Echoing Edison Electric Institute (EEI) comments to the EPA on its draft rule, Dominguez said the lights are not going out, and we won’t freeze in the dark. The simple solution is to “allow states to put a price on carbon in their dispatch system,” similar to what is happening in the Northeast states that are members of the Regional Greenhouse Gas Initiative (RGGI). He said RGGI has accommodated large carbon emissions reductions in its member states (see sidebar).

Can States Implement Carbon Markets?

The Edison Electric Institute, the lobbying group for the nation’s investor-owned utilities, has suggested that the Environmental Protection Agency’s (EPA’s) regulations on carbon reductions give the states the ability to implement their own carbon pricing models, based on the Northeast’s Regional Greenhouse Gas Initiative approach. Exelon’s Joseph Dominquez characterized this as a “very lower price” approach to carbon emissions reductions.

Are the states ready to implement their own carbon markets? As reported in an SNL energy newsletter the same day Dominquez was addressing the ELECTRIC POWER audience in Illinois, at an industry forum a week earlier, hosted by the Center for Climate and Energy Studies, states and utilities agreed this was a good idea—but almost impossible under the EPA’s time frame. Martha Rudolph of the Colorado Department of Public Health & Environment said, “The robust trading plans would be, frankly, in the time frame, nearly impossible for us to set up.”

If the EPA takes this approach, said Dominguez, it will trigger switching from coal to gas dispatch, an easy outcome. In Illinois, he said, Exelon has combined cycle gas-fired plants “operating at less than 20% capacity, so there is lots of capacity” to offset coal plants if a state has a carbon price system. Under the EEI proposal, a state opting for a carbon price system “would get a free pass” on the EPA reduction requirements until 2029. “We can deal with the carbon issue at a very low price if we put a price on carbon at state levels,” he said.
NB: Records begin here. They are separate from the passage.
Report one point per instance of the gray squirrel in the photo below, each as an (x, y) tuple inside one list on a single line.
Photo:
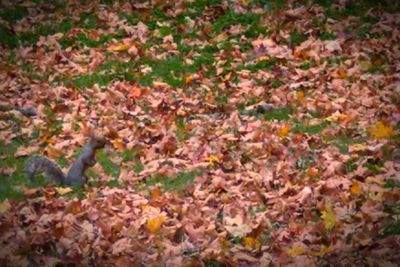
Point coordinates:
[(76, 173)]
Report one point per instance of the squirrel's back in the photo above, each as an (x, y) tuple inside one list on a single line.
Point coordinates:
[(43, 164)]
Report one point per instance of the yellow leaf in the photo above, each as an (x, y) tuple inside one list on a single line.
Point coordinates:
[(357, 147), (188, 79), (300, 96), (324, 250), (220, 38), (53, 152), (251, 243), (63, 190), (284, 131), (329, 218), (380, 130), (154, 224), (355, 188), (118, 144), (342, 73), (4, 206), (212, 159), (295, 251), (118, 47), (337, 117)]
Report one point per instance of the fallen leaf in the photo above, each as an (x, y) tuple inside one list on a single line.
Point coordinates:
[(295, 251), (329, 218), (154, 224), (380, 130), (63, 190), (251, 243), (212, 159), (117, 47), (284, 131), (337, 117), (136, 91), (4, 206), (355, 188), (24, 151), (324, 250)]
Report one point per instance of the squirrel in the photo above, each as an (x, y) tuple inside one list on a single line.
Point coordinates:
[(76, 173)]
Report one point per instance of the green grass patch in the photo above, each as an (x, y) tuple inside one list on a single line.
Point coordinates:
[(11, 185), (251, 20), (177, 183), (342, 142), (310, 129), (261, 65), (280, 114)]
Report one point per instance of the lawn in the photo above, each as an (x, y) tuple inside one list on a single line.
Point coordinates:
[(239, 133)]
Dominguez’s approach drew some skepticism from the rest of the panel. Dynegy’s Flexon asked him, “If RGGI is working, why do you need a special rate deal for the Ginna plant?” Ginna is an old (1969-vintage), single nuclear unit outside Rochester, N.Y., which Exelon owns and is losing money on. But the New York Independent System Operator (ISO) needs the plant’s capacity for reliability and wants to keep it running. Dominquez answered that Ginna’s problem is not related to the RGGI market but to the reliability issue in the ISO.
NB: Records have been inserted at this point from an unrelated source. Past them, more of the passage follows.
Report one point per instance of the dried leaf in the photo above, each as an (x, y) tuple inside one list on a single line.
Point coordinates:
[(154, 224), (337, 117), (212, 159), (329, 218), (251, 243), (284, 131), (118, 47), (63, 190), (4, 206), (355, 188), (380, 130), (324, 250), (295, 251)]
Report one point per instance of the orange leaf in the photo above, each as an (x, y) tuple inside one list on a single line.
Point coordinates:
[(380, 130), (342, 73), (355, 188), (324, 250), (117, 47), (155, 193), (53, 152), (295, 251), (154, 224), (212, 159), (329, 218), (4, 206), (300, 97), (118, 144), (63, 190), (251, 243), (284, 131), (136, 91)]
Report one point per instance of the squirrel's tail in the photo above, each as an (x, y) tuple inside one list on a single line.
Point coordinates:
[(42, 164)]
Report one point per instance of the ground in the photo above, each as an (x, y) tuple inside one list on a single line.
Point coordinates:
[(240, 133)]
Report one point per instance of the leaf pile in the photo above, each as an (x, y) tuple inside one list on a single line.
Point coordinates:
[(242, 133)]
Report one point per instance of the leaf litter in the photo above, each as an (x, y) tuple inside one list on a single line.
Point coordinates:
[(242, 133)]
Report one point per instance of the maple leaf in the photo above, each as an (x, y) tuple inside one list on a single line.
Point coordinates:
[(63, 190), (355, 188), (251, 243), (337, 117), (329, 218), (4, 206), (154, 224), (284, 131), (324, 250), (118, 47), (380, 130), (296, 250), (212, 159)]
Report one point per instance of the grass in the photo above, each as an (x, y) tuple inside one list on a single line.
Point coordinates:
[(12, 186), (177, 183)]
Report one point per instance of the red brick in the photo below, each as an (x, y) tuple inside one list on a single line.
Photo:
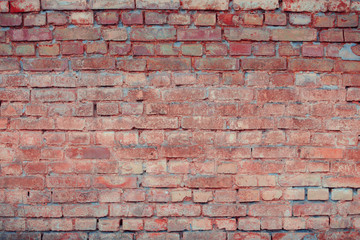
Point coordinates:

NRG’s Davis observed that putting a price on carbon through RGGI has not made much of a difference in dispatch in the Northeast. “RGGI hasn’t affected much. The problem is more complex,” he said, including the major shift from coal to gas in the region. He said NRG’s position is not that there should be no carbon emissions regulations, “But we should do it correctly.”

Storage: Solution or Problem?

The panel also addressed the role that energy storage might play in the future. “Will storage be viable soon?” moderator John Shelk of the Electric Power Supply Association asked the panel.
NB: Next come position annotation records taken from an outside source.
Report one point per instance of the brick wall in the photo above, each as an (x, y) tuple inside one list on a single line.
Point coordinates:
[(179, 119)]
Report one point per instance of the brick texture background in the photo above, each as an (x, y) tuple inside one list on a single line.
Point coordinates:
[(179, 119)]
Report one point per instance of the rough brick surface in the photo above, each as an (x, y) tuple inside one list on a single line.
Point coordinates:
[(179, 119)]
Duke’s Trent wryly observed, “Storage is one of those technologies always five years from now.” He said Duke’s experience with battery storage has been disappointing. “It’s not going to be a game-changer in the near term.” He said the use of battery storage for ancillary services such as grid voltage support is near, “but not for energy storage.”

Davis agreed that “storage isn’t there yet. We’ve got to find other ways to get flexibility into the system.” He said energy storage is a bit perplexing. “Is it part of the grid, or is it part of generation?” he asked, answering his question: “It’s really a hybrid.”

Dominquez noted that most of the discussion about storage is related to how to store solar-generated electricity in the short term, dealing with the predicable problem of periods of time when the sun isn’t shining. But solar is a small part of utility renewables of late, and wind is the dominant renewable technology. The problem with wind storage, Dominquez said, is capturing wind that is generated in April when the wind is blowing and using it in July when the wind doesn’t blow. “We are nowhere close on that,” he said. “Solar and storage is easier.” ■

Kennedy Maize is an energy journalist and long-time contributor to POWER.